Update after warm-up:
- Each round after warm-up $In t$ , if the server was in the previous round $t - 1$ requires the client to compute the exact model update and the server first updates the buffer of the L-BFGS algorithm, as discussed in Section IV-C.
- The server then updates the recovered global model using periodic revisions or estimated model updates.
- If at least one coordinate in the estimated model update is greater than the anomaly threshold $\tau$ , the client is required to calculate the exact model update.
Final adjustments before training ends:
- Before the server terminates the training process, it asks the client to calculate the exact model updates for the final adjustments.

Algorithm 1: FedRecover

Import:

$n - m$ The remaining clients to be recovered $C_r = \ {C_i | m + 1 \leq i \leq n\}$
Original global model $\bar{w}_0, \bar{w}_1, \dots, \bar {w}_T$ and original model update $\bar{g}^{i}_0, \bar {g}^{i}_1, \dots, \bar{g}^{i}_{T-1}$ $\leq i \leq n)$
Academic rate $\eta$
Number of preheating rounds $T_w$
Periodic correction parameter $T_c$
Number of rounds of final adjustment $T_f$
Buffer size of L-BFGS algorithm $s$
异次阈值 $\tau$
聚合规则 $A$

Exit:

Recovered global model $\hat{w}_T$

Calculation process:

$\hat{w}_0 \leftarrow \bar{w}_0$ //Initialize the restored global model
对于 $\dots, Tw - 1$ // 预热
1. $\hat{w}_{t+1} \leftarrow$ ExactTraining( $\hat{w}_t, \eta, A$ )
对于 $\dots, T - T_f - 1$
1. Update buffer if necessary $\Delta W_t$ 和 $\Delta G^i_t$
2. 如果 $\mod Tc == 0$ // Periodicity correction
  1. $\hat{w}_{t+1} \leftarrow$ ExactTraining( $\hat{w}_t, \eta, A$ )
3. otherwise
  1. 对于 $\dots, n$
    1. $\tilde{H}^i_t(\hat{w}_t - \bar{w}_t) \leftarrow$ L-BFGS( $\Delta W_t, \Delta G^i_t, \hat{w}_t - \bar{w}_t$ )
    2. $\hat{g}^i_t = \bar{g}^i_t + \tilde{H}^i_t(\hat{w}_t - \bar{w}_t)$
    3. 如果 $\|\hat{g}^i_t\|_\infty > \tau$ // different regular repair
      1. The server will $\hat{w}_t$ Sent to i-th client
      2. 第i个客户端计算 $g^i_t = \frac{\partial L_i(\hat{w}_t)}{\partial \hat{w}_t}$
      3. The i-th client reports to the server $g^i_t$
      4. $\hat{g}^i_t \leftarrow g^i_t$
    4. $\hat{w}_{t+1} \leftarrow \hat{w}_t - \eta \cdot A(\hat{g}^{m+1}_t, \hat{g}^{m+2}_t, \dots, \hat{g}^n_t)$
对于 $T_f, T - T_f + 1, \dots, T - 1$ // Final adjustment
1. $\hat{w}_{t+1} \leftarrow$ ExactTraining( $\hat{w}_t, \eta, A$ )
Definition $\hat{w}_T$

FEDRECOVER explained in detail

Explanation of warm-up phase

2. 对于 $\dots, Tw - 1$ // Warm-up
This line starts a loop that lasts $Tw$ rounds of the warm-up phase . The warm-up phase is a step before the algorithm starts and aims to provide a good starting point for subsequent calculations.

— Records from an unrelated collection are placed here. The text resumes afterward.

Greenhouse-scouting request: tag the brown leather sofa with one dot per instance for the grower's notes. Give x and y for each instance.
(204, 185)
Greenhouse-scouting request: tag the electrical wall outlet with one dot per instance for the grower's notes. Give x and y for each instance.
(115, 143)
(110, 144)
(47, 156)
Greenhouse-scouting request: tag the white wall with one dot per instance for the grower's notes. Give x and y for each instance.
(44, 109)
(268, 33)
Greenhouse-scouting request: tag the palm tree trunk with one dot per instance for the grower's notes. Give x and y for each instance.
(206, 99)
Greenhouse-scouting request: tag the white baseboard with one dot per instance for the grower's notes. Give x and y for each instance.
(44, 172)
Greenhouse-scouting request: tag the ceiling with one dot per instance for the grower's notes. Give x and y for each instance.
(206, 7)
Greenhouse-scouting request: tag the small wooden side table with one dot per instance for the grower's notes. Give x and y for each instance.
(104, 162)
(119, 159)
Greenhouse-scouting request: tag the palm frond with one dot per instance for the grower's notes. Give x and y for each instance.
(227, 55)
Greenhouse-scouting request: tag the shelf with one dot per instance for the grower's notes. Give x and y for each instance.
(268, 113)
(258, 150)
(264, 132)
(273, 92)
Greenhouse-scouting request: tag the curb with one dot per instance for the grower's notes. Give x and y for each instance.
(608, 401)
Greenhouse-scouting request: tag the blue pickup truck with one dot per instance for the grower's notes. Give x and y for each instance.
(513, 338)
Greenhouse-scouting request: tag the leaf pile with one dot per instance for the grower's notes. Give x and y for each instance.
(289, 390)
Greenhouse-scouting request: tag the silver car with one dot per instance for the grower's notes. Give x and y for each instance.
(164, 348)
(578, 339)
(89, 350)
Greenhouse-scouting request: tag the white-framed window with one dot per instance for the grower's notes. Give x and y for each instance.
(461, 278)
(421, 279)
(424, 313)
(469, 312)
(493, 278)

2.1. $\hat{w}_{t+1} \leftarrow$ ExactTraining( $\hat{w}_t, \eta, A$ )
This line indicates that in each round of warm-up, the server will use all honest clients (defined by $Cr$ means) provides model updates for accurate training. "Exact training" here means that the server will rely entirely on model updates received from honest clients without making any approximations or guesses.

$\hat{w}_t$ : Toumae rotation $Global model of recovery of t$ .
$C r$ : The set of all honest clients.
$\eta$ : Learning rate, which controls the step size of each model update.
$A$ : Aggregation rules that define how model updates from multiple clients are aggregated together.

The warm-up phase ensures that the algorithm starts from a suitable starting point, thereby improving the efficiency and accuracy of model recovery in subsequent steps.

Post-warmup update phase

3. 对于 $\dots, T - T_f - 1$
This is the main part of the algorithm. After the warm-up phase, the post-warm-up update of the model begins. This cycle begins with the rounds at the end of the warm-up and continues through the final rounds before the end of the workout.

3.1. Update buffer if necessary $\Delta W_t$ 和 $\Delta G^i_t$
Depending on possible changes in the context or new information on the data, the buffers of the L-BFGS algorithm may need to be updated.

3.2. 如果 $\mod Tc == 0$ // Cyclic Correction
This step checks whether the current round is a scheduled cyclic correction round. If so, do precise training.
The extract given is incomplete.